« 1 in 100 U.S. Adults Behind Bars, Pew Study Says | Main | MS: Senate OKs Bill for 3000 more cages »
February 29, 2008
CT: Education Falls Below Prisons In State Budget
Education Falls Below Prisons In State Budget
By Julie Wernau, The Day
Published on 2/29/2008
Connecticut is one of four states in the nation spending more money on its prison system than on higher education, according to a Pew Charitable Trusts study released Thursday.
The study, “One in 100: Behind Bars in America 2008,” gets its name from the number of adult Americans currently incarcerated.
In Connecticut, taxpayers pay $1.03 toward prisons for every $1 spent on higher education. In the Northeast as a whole, from 1987 until the present, inflation-adjusted spending on higher education dropped 5.5 percent while prison spending rose 61 percent, according to the Pew findings.
“We didn't just wake up this morning and find ourselves here,” said Adam Gelb, project director for Pew's Public Safety Performance project. “This is a milestone that the nation has been approaching for a long time.
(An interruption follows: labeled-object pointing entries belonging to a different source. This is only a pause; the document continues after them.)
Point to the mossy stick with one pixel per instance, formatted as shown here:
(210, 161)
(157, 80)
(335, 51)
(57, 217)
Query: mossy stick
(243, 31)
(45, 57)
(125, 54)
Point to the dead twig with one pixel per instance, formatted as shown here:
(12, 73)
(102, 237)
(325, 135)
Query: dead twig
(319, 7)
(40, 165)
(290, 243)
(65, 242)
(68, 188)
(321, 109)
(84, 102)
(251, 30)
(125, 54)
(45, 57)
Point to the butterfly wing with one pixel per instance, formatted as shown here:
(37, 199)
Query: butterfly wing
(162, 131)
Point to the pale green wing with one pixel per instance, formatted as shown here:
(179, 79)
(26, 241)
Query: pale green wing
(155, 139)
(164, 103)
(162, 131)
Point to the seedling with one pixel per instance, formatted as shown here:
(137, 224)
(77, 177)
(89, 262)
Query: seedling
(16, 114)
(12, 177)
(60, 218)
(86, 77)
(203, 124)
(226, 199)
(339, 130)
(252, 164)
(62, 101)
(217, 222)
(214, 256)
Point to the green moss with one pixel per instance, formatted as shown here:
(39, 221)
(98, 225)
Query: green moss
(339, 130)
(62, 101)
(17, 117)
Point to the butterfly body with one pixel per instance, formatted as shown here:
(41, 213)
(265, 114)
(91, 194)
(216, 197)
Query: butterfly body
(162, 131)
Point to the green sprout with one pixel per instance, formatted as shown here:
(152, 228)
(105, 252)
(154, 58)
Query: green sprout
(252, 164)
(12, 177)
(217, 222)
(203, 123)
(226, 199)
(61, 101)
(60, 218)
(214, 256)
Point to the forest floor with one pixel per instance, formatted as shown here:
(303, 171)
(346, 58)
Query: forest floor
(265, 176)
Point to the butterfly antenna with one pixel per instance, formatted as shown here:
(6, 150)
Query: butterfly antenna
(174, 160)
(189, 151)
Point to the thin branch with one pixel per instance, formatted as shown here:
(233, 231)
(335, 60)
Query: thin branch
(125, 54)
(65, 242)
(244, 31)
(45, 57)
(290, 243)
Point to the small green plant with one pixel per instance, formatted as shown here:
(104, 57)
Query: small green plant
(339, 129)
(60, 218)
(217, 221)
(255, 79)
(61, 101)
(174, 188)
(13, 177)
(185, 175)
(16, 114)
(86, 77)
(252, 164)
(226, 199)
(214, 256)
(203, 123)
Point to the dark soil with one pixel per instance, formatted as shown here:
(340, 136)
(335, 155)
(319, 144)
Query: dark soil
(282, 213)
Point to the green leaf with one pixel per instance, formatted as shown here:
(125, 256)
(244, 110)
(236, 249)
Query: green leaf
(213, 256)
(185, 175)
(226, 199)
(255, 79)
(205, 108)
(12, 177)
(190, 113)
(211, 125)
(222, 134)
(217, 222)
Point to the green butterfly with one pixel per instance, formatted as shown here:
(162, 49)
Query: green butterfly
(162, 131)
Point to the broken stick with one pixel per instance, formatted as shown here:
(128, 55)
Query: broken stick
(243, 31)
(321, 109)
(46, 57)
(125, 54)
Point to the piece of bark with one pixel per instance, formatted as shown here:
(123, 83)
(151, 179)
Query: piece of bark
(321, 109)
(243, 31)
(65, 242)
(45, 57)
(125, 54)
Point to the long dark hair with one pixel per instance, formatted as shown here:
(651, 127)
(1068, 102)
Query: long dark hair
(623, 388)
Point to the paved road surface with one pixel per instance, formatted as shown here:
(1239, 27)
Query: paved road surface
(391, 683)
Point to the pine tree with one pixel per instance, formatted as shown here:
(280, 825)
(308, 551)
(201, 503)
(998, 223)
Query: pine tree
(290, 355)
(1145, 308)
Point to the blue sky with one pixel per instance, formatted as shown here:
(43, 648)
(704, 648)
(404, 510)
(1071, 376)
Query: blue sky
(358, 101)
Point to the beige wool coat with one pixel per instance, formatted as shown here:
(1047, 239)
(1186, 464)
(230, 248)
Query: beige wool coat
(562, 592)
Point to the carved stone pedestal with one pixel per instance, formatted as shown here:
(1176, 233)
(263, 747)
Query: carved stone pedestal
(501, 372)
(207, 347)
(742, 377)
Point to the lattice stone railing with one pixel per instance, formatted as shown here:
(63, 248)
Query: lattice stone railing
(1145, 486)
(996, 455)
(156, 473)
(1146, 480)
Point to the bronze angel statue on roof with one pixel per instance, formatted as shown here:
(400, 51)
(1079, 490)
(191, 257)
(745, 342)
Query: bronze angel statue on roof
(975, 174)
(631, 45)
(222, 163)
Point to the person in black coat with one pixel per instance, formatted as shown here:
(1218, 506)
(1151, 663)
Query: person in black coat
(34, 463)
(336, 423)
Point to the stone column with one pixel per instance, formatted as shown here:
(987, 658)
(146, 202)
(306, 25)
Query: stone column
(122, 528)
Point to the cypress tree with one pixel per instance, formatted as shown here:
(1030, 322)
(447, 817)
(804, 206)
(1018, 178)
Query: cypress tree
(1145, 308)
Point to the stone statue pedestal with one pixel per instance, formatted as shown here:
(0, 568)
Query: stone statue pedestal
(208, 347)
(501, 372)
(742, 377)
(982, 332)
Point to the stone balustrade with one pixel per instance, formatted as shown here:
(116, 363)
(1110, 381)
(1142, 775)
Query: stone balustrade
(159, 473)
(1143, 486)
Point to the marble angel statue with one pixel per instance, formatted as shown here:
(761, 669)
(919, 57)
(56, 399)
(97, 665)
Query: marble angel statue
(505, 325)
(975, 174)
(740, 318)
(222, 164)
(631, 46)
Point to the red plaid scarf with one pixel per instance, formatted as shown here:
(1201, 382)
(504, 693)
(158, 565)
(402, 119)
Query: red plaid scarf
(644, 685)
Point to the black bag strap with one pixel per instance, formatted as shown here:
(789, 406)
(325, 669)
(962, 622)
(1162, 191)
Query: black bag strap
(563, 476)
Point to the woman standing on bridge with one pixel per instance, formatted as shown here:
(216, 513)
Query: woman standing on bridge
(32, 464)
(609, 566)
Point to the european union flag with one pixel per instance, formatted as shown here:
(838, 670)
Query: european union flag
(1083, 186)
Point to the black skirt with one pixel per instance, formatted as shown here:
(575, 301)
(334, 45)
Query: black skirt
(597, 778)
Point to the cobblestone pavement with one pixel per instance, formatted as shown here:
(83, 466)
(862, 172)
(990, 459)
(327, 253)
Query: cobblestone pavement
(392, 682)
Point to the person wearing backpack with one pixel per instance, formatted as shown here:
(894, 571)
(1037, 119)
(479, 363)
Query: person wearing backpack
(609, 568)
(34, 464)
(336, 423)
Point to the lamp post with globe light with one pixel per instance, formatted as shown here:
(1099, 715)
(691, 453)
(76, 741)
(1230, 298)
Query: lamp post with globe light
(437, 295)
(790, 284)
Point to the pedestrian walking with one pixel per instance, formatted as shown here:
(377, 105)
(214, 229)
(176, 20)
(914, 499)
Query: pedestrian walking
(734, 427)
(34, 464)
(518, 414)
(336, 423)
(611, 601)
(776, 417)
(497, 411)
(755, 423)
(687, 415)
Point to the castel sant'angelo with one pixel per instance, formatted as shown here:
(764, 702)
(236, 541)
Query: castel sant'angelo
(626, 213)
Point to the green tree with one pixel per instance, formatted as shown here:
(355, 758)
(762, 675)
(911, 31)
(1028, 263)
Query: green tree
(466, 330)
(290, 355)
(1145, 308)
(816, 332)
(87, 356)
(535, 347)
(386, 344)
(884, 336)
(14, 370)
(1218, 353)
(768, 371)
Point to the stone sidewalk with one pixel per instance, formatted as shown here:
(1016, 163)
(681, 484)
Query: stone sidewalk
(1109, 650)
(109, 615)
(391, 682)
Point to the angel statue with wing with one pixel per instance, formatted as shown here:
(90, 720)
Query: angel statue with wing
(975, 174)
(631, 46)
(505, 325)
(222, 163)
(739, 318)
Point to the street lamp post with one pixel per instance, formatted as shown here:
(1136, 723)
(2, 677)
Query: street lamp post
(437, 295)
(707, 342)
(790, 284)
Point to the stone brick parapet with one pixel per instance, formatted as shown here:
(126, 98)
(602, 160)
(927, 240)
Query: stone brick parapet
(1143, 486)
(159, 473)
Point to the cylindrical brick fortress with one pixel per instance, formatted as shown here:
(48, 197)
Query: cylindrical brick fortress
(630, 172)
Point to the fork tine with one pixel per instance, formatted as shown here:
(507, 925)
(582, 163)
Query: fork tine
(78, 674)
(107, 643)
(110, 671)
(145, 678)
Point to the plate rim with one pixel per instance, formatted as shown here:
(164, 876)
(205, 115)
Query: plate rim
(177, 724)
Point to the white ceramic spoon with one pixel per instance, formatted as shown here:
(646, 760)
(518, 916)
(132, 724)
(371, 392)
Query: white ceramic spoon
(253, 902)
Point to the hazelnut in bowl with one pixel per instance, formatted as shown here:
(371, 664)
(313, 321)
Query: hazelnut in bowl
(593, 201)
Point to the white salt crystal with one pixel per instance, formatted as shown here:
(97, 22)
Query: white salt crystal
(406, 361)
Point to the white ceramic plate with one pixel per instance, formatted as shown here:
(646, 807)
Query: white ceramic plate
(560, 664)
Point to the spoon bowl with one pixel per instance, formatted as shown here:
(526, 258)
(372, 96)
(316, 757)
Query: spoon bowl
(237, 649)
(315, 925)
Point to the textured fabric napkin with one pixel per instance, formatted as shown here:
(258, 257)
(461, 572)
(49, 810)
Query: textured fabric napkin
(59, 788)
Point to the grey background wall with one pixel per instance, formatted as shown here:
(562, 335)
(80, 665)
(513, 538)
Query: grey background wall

Getting tough on criminals has gotten tough on taxpayers.”
The nationwide prison count has tripled since 1987, and the cost of imprisonment — about $86 per inmate per day in Connecticut, according to the state Department of Correction — has the potential to crowd out other pressing needs, said Susan Urahn, managing director for Pew Center on the States.
“States will need to make choices,” Urahn said. “Not necessarily between corrections and higher education, but between corrections and something.”
The Pew study found that public-safety initiatives like three-strikes laws, harsher sentencing laws and mandatory prison time for those who violate parole and probation, in addition to an aging prison population, have contributed to more Americans being incarcerated than at any other time in history.
“It's obviously troubling that our state is spending more locking people up than it is providing them with education,” said state Rep. Andrew M. Fleischmann, D-West Hartford, co-chairman of the legislature's Education Committee.
Fleischmann believes that if more people had access to higher education, fewer of them would be in prison.
In Georgia — a state that spends 50 cents on its prisons for every $1 spent on higher education — a scholarship program called HOPE (Helping Outstanding Pupils Educationally) provides free tuition and money for books to students with at least a 3.0 grade point average who are seeking a college degree from a Department of Technical and Adult Education or University System of Georgia institutions.
Fleischmann says that while Connecticut has an excellent university and community college system, the state needs to step up to make that education accessible.
The other three states spending more on prison than higher education are Vermont, Michigan and Oregon.
Nationwide, according to Pew, young black men are entering prison at an alarming rate. Approximately one in nine black men between the ages of 20 and 34 is incarcerated, compared to one in 106 white men.
“I would be concerned if there were someone who was not disturbed by those numbers,” said Fleischmann.
Brian Garnett, spokesman for the state Department of Correction, pointed out that while Connecticut's prison-to-higher-education spending ratio was cited in the study, overall Connecticut was average in terms of its prison population growth and the percentage of state money spent on its prisons.
Garnett said since Commissioner Theresa Lantz took the helm in 2003, she has made re-entry programming a priority for Connecticut's prisons, doubling the number of halfway-house beds.
“Because they work,” Garnett said, pointing to a 24 percent recidivism rate for offenders who re-enter society through halfway houses, as opposed to a 47 percent rate for those who simply re-enter straight out of prison.
In Texas, the state decided that it would rather put the money needed to build eight new prisons into community programming for released inmates, according to the Pew study, and its prison population has now stabilized.
Connecticut Gov. M. Jodi Rell has said she has a similar outlook on prisons.
“Community release programs that are conducted under strict guidelines and conditions enhance public safety because offenders who re-enter society under parole supervision are far less likely to reoffend than those who are released without the benefit of a supervised release,” Rell said in a press release last month.
Fleischmann said the legislature is moving in the right direction toward spending more money on education and less on prisons.